For the sake of this experiment they invented a fake hip prosthesis that only existed on paper. It was modelled on a prosthesis that was one of the biggest surgical disasters in orthopaedic surgery history. A prostheses that had to be recalled from market and legal action apparently is pending.
For the sake of this experiment the two authors claimed to have set up a company (in reality that company was never registered anywhere) and created a (pretend) fake hip prosthesis (that was never created) solely on paper.
The team of authors obtained quotes from European “notified bodies”, which are in charge of registering surgical devices in Europe. At the time there were approximately 70 such notified bodies, many of them have set up a practice in former Eastern Europe.

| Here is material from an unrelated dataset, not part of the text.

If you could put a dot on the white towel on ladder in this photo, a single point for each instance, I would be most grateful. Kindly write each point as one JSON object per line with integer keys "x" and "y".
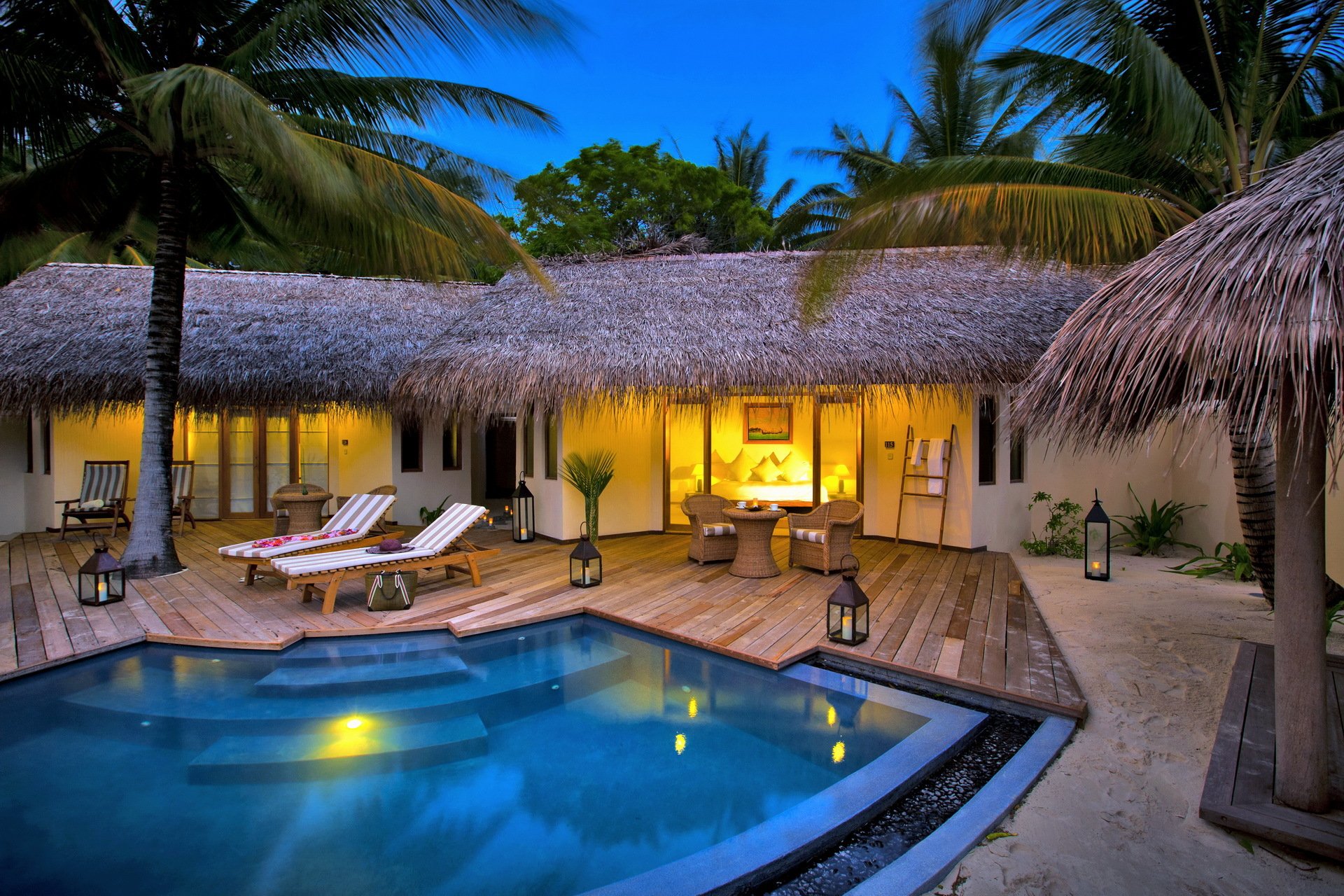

Those companies seem to compete for business with each other. Registering as quickly as possible with the least inconvenient enquiries, detailed paperwork, at the lowest cost differentiates those notified bodies. These companies proud themselves that no surgical device has ever been refused registration and all surgical devices applying for certification get through the approval process.
It is obvious that the standards of registrations vary. The fake hip prosthesis got registered without hassles. No one ever needed to show the actual prosthesis, confirm that it actually existed or show any data confirming its safety to patients or even that it has been tested in any way.
No original studies had to be completed about its potential for adverse effects, infection rates, levels of metal ions in the body, etc. prior to use in humans.
Apparently the European Certificate is critical to companies for an application to the Australian TGA. In Europe, the US or in Australia surgical devices do not need to prove their efficacy. Until efficacy data become available, patients have no chance knowing how safe surgical prosthesis and devices are that we as surgeons introduce into our patients pelvis.
Class action against surgical corporates will be the logical consequence of not testing surgical devices properly or suppressing inconvenient test results obtained in properly conducted test series.